Khaofang, era hermosa, no solo en su físico, también en sus acciones, la sinceridad de sus ojos y la amabilidad que desprendía le hacían sentirse tan patético. No entendía cómo es que alguna vez pensó que podía competir contra alguien como ella. En su defensa podría decir que no sabía a qué se estaba enfrentando.

Mike, lo recordaba ahora, habían acordado verse por la noche, quizá era tarde para eso, intentó buscar su teléfono y no lo encontró. Siguió balbuceando mientras se levantaba a buscar, sin resultado alguno.

– Está cargandose – soltó New mientras se levantaba hacía la mesita y se lo entregaba. Amaba a New, la forma en la que parecía leer su mente y la forma en la que lo apoyaba, se sentía mal por solo ser una carga para su amigo – Se lo que estás pensando Krist, y déjalo de una vez, eres mi mejor amigo y jamás te dejaré solo, así que deja de auto atormentarte.

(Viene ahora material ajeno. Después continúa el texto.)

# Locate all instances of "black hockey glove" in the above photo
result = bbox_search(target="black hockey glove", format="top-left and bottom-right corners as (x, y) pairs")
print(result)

– New, enserio no sé qué haría sin ti, te amo – New era como un hermano y una vez más estaba ahí apoyándolo.

– ¿Qué pasó Kitt? – aquella mirada indulgente que le daba en ese momento solo le provocaba ganas de llorar nuevamente. – Es Prachaya ¿Verdad?

– ¿Cómo lo sabes? – No contestó directamente, pero no había necesidad, sabía que New lo entendería.

– Todos en la universidad lo saben – Krist se quedó en shock, en verdad todos ¿sabían lo que pasaba? – No lo malinterpretes, todos saben que la prometida de Prachaya llegó hoy a la ciudad, y ya que las cosas con Mike y tu padre parecían ir bien solo había esa posibilidad.

– ¿Soy tan obvio? – susurro Krist ante su amigo

– Solo digamos que no es tan fácil olvidar a alguien cuando lo quieres, quizá hasta ahora no me he aferrado a nadie de esa forma, pero lo sé Kitt, he visto tantas decepciones amorosas que lo sé, y sé que no es fácil para ti, y me duele, porque no puedo prometer que solucionare tus problemas y te meteré en una caja de cristal donde nadie te haga daño, pero siempre voy a estar ahí, recogere tus pedazos y te volveré a unir una y otra vez – Sintió las cálidas manos de su amigo tomar su rostro y levantarlo para cruzar miradas – No importa las veces que sea necesario, estaré ahí para ti, así que llora Krist, saca ese dolor de ti, no lo dejes que se quede en tu corazón, saca lo que ahí voy a estar para sanar la herida.

De alguna manera aquellas palabras lo mandaron al borde, lloró aún más, quizá fueron minutos o quizá horas, no lo sabía, solo que ahora había un sol resplandeciente en el lugar de la terrible lluvia del día anterior. Se levantó decidido por primera vez en años, no se dejaría vencer por las circunstancias ni por su depresión, tomó sus pastillas y se dirigió a su casa con toda la actitud posible. Aun con los ojos hinchados por las lágrimas derramadas entró a su casa, no tenía idea de lo que estaba por ocurrir.